I have another dataframe named SD_Coffee that has 3 variables: name (object), latitude (float64), longitude (float64). It's a list of coffee shop names, and their coordinates.
I want to add another variable to SD_apartments called coffee_count that would have the number of coffee shop locations listed in my SD_coffee dataframe that are within x (for example, 300) meters from each apartment listed in SD_apartments.
Here is a setup of the code I'm working with:
import pandas as pd
import geopy.distance
from geopy.distance import geodesic
data = [['Insomnia', 32.784782, -117.129130], ['Starbucks', 32.827521, -117.139966], ['Dunkin', 32.778519, -117.154720]]
data1 = [['DreamAPT', 32.822090, -117.184200], ['OKAPT', 32.748081, -117.130691], ['BadAPT', 32.786886, -117.097536]]
SD_Coffee = pd.DataFrame(data, columns = ['name', 'latitude', 'longitude'])
SD_Apartments = pd.DataFrame(data1, columns = ['name', 'latitude', 'longitude'])
Here is the code I'm attempting to use to accomplish my goal:
def geodesic_pd(df1, df2_row):
return [(geodesic([tuple(x) for x in row.values], [tuple(x) for x in df2_row.values]).m for row in df1)]
SD_Apartments['coffee_count'] = pd.Series([(sum(geodesic_pd(SD_Coffee[['latitude', 'longitude']], row) < 300) for row in SD_Apartments[['latitude', 'longitude']])])

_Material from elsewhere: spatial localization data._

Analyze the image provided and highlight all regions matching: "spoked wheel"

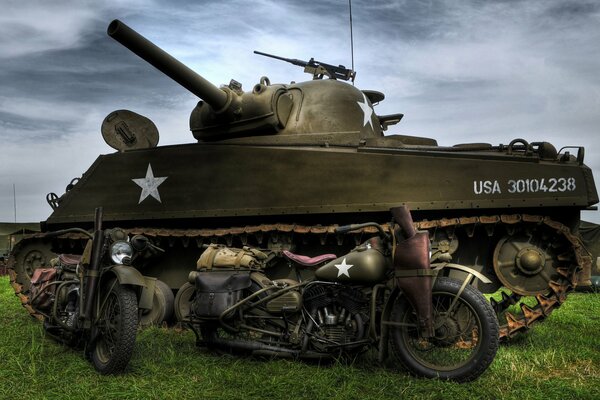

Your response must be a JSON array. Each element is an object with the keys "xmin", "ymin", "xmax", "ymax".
[
  {"xmin": 91, "ymin": 281, "xmax": 139, "ymax": 374},
  {"xmin": 390, "ymin": 277, "xmax": 499, "ymax": 382}
]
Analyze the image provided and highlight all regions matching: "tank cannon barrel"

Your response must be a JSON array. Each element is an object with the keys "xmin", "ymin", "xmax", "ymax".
[{"xmin": 107, "ymin": 19, "xmax": 228, "ymax": 110}]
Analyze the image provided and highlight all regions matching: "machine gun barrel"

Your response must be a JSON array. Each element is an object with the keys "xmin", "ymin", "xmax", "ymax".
[
  {"xmin": 253, "ymin": 51, "xmax": 308, "ymax": 68},
  {"xmin": 107, "ymin": 19, "xmax": 228, "ymax": 110},
  {"xmin": 254, "ymin": 50, "xmax": 355, "ymax": 81}
]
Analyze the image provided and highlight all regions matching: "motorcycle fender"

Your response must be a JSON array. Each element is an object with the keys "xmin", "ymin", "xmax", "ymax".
[
  {"xmin": 432, "ymin": 263, "xmax": 492, "ymax": 285},
  {"xmin": 105, "ymin": 266, "xmax": 154, "ymax": 310},
  {"xmin": 138, "ymin": 277, "xmax": 155, "ymax": 311}
]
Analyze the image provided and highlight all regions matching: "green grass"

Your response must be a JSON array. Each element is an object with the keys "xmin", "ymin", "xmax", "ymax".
[{"xmin": 1, "ymin": 275, "xmax": 599, "ymax": 400}]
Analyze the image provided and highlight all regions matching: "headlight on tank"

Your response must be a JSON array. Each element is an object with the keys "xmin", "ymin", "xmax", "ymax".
[{"xmin": 110, "ymin": 241, "xmax": 133, "ymax": 265}]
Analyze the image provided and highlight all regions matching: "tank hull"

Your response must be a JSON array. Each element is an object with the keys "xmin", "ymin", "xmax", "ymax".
[{"xmin": 45, "ymin": 142, "xmax": 597, "ymax": 228}]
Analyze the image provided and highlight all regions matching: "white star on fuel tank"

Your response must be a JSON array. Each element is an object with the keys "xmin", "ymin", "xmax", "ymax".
[
  {"xmin": 132, "ymin": 163, "xmax": 168, "ymax": 204},
  {"xmin": 335, "ymin": 258, "xmax": 354, "ymax": 278},
  {"xmin": 357, "ymin": 93, "xmax": 374, "ymax": 131}
]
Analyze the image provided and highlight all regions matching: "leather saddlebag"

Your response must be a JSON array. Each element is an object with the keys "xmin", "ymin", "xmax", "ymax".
[{"xmin": 192, "ymin": 271, "xmax": 251, "ymax": 318}]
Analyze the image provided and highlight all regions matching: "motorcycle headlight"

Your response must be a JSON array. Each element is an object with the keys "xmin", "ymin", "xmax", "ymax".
[{"xmin": 110, "ymin": 241, "xmax": 133, "ymax": 265}]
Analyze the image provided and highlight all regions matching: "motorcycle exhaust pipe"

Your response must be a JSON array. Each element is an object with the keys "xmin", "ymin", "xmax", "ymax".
[{"xmin": 209, "ymin": 336, "xmax": 299, "ymax": 356}]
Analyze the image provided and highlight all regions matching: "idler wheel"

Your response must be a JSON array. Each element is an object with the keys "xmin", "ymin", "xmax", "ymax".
[
  {"xmin": 493, "ymin": 234, "xmax": 556, "ymax": 296},
  {"xmin": 515, "ymin": 248, "xmax": 545, "ymax": 275}
]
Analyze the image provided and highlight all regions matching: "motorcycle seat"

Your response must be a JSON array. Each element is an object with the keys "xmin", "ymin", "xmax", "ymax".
[
  {"xmin": 59, "ymin": 254, "xmax": 82, "ymax": 267},
  {"xmin": 282, "ymin": 250, "xmax": 337, "ymax": 267}
]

If you run it and print SD_Apartments, you will see that SD_Apartments looks like:
name ... coffee_count
0 DreamAPT ... <generator object <genexpr> at 0x000002E178849...
1 OKAPT ... NaN
2 BadAPT ... NaN
This will probably help you:
import pandas as pd
df = pd.DataFrame({'geodesic': [1, 10, 8, 11, 20,2,2],'apartment': list('aaceeee')})
df.nsmallest(3, 'geodesic')
Another way of doing this is by using K-Nearest neighbors using the geodesic distance:
SKLearn-KNN
Assuming you are using pandas dataframes, you should be able to use something like this unless you have very large arrays -
import numpy as np
def geodesic_pd(df1, df2_row):
dist = []
for _, row in df1.iterrows():
dist.append(geodesic(tuple(row.values), tuple(df2_row.values)).m)
return np.array(dist)
SD_Apartments['coffee_count'] = SD_Apartments.apply(lambda row: sum(geodesic_pd(SD_Coffee[['latitude', 'longitude']], row[['latitude', 'longitude']]) < 300), axis =1)
The geodesic_pd functions extends the geodesic calculation to a dataframe from individual tuples to a dataframe, and the next statement calculates the number of coffee stores within 300 meters and stores them in a new column.
If you have large arrays, then you should combine KNN in order to only perform this operation over a subset of points.